Andrew McConnell‘s work The Last Colony from the Western Sahara has gained some traction recently, promoted at DVAFOTO and backed up by TPP.
McConnell is from Northern Ireland so I was not too surprised upon looking through his portfolio to find a series on the Maze prison.
I’ve seen a few projects from Maze Prison – the most well-known being that of Donovan Wylie – and yet a few of McConnell’s images really stood out.
STATEMENT
McConnell: “HM Maze Prison, also known as Long Kesh and the H-Blocks, held some of the most dangerous men in Europe during its 30 year operation. The prison closed in September 2000 after 428 prisoners had been released under the Good Friday Agreement. There are now plans to turn the abandoned site into a national football stadium.”

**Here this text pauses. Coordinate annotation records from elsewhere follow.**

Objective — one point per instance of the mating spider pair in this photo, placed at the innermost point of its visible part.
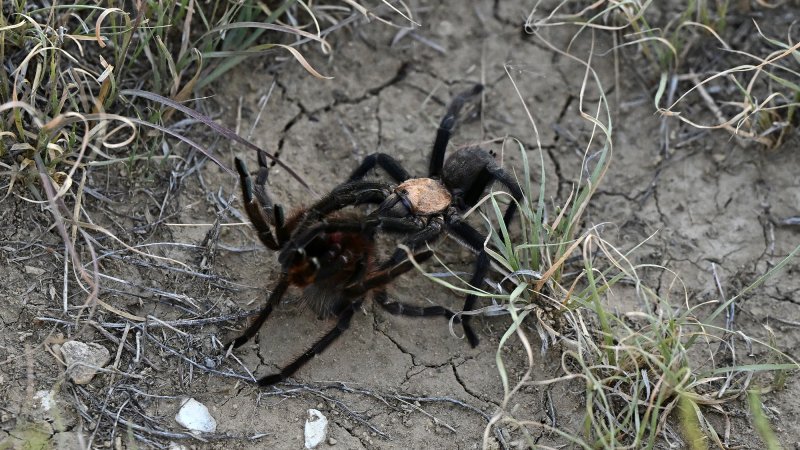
(329, 254)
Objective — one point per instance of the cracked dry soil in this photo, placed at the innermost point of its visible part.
(713, 201)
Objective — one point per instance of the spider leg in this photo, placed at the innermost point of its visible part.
(341, 325)
(259, 207)
(386, 162)
(423, 236)
(273, 300)
(404, 309)
(471, 237)
(446, 127)
(352, 193)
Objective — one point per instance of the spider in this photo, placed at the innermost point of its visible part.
(329, 255)
(427, 207)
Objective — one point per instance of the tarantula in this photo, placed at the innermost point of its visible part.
(425, 208)
(330, 257)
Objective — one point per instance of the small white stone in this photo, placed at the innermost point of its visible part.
(316, 428)
(194, 416)
(45, 399)
(83, 359)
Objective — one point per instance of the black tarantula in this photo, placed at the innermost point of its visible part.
(427, 207)
(331, 261)
(330, 256)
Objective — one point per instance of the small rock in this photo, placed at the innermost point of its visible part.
(83, 360)
(34, 270)
(194, 416)
(316, 428)
(45, 399)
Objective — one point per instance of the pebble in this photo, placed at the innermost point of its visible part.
(316, 428)
(194, 416)
(83, 360)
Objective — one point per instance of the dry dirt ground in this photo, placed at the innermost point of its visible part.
(388, 382)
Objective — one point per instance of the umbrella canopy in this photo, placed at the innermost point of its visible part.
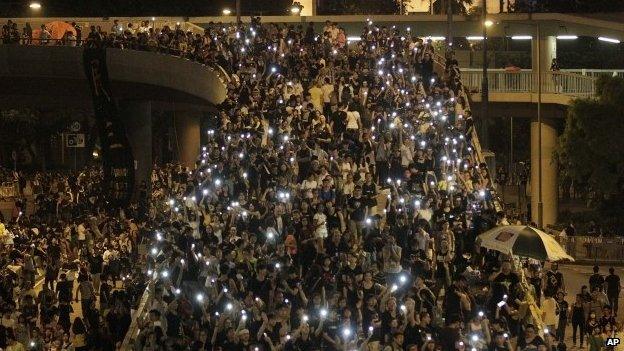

The bathroom image (above) is admittedly more powerful to me, having seen the bloodied-knuckle washing scenes in Steve McQueen’s powerful debut film Hunger.

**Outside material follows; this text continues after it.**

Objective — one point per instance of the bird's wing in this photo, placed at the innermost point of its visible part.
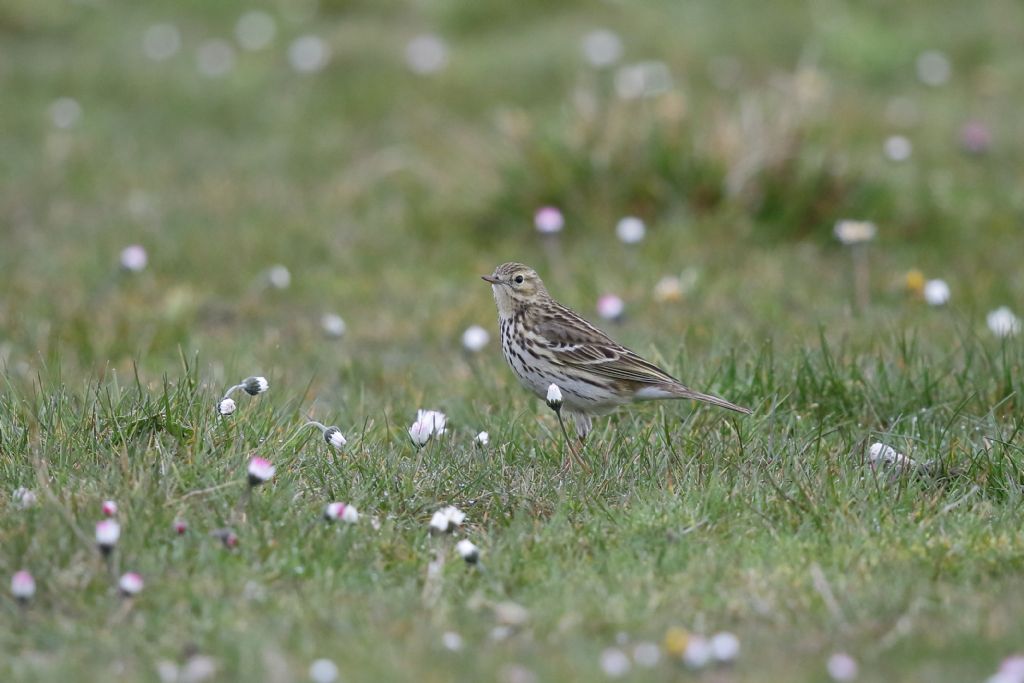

Also, admittedly the image of the football (below) is more loaded given the now-defunct plans to convert the site into a national stadium.
In January 2009 plans to build the £300 million multi-purpose stadium were officially axed with politicians saying plans to start the construction of the stadium wouldn’t be reconsidered for another 3 to 4 years. (Source)

An old football lies in the exercise yard of the Maze Prison, July 18, 2006.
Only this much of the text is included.